From a qualitative point of view, degenerating changes in the VRs and DRs displayed a Wallerian-like morphology, with the alterations being substantially exacerbated in the VRs. One of the early changes in sectioned axons is the dissolution of axoplasm, with the subsequent loss of cytoskeletal components, organelles, and axolemma. This results in a swollen axoplasm surrounded by intact myelin [20], which is the predominant morphology we observed in the DRs. Later, myelin debris appears engulfed by phagocytic/Schwann cells leading to axonal loss when regenerative events are unable to compensate for the injury. This is the morphological pattern usually seen in VRs. However, this reduction in axonal numbers is only prominent in VRs because the progression of the degenerative process leading to axonal loss in DRs is halted as a result of animal death. It should also be taken into account that since there is no clear cut distinction between normal and early degenerating axons in semithin sections, the latter were also included in our counts.

Vacuolar degeneration is a common feature of the DRG neuronal degeneration observed in a variety of conditions including diabetes [37], Charcot-Marie-Tooth disease [38], and bortezomib-induced neurotoxicity [39]. In our model, extensive microvacuolization was observed in DRG neurons that had presumably accumulated misfolded SOD1. Agents like bortezomib are potent endoplasmic reticulum (ER) stressors and lead to its vacuolar disruption. As misfolded SOD1 has been shown to play a major role in ALS MN degeneration by inducing ER stress [40, 41], the microvacuolization that we found in DRG neurons should be understood as a consequence of misfolded SOD1-induced ER stress in a type of neuron which is not usually considered a main target in ALS.

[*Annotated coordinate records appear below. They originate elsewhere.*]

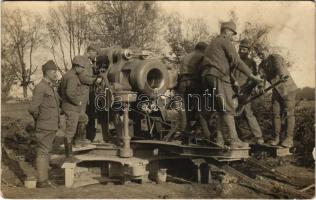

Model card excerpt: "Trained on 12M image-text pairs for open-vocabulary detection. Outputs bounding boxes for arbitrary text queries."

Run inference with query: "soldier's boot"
[220,114,249,148]
[269,116,281,146]
[281,116,295,148]
[64,137,77,162]
[255,137,264,144]
[216,120,225,146]
[36,155,56,188]
[199,115,211,140]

One question which arises from our results is whether misfolded-SOD1 accumulation in DRG neurons is a primary cell process similar to that occurring in ventral horn motoneurons or, on the other hand, a consequence of cell-to-cell spreading of misfolded-SOD1 conformers via a prion-like mechanism. We should point out that the DRG neuronal subpopulation that degenerate as a result of misfolded-SOD1 accumulation are large proprioceptive neurons, some of which establish monosynaptic contacts with ventral horn MNs. As it has been demonstrated in vitro that SOD1 misfolding and aggregation can propagate in a prion-like manner in neuronal cells [42, 43] and it has been strongly suggested that this mechanism could also operate in vivo [44], our findings may provide support for this hypotheses.

5. Conclusion

The misfolded SOD1-dependent degeneration of proprioceptive neurons that we have described here is a late event in the natural history of ALS in the SOD1G93A fast mouse model and could be consistent with a prion-like spreading mechanism that emerges in advanced stages of the disease. A more precise determination of the alteration in the proprioceptive system involving noninvasive procedures could be useful as a biomarker of the progression of disease.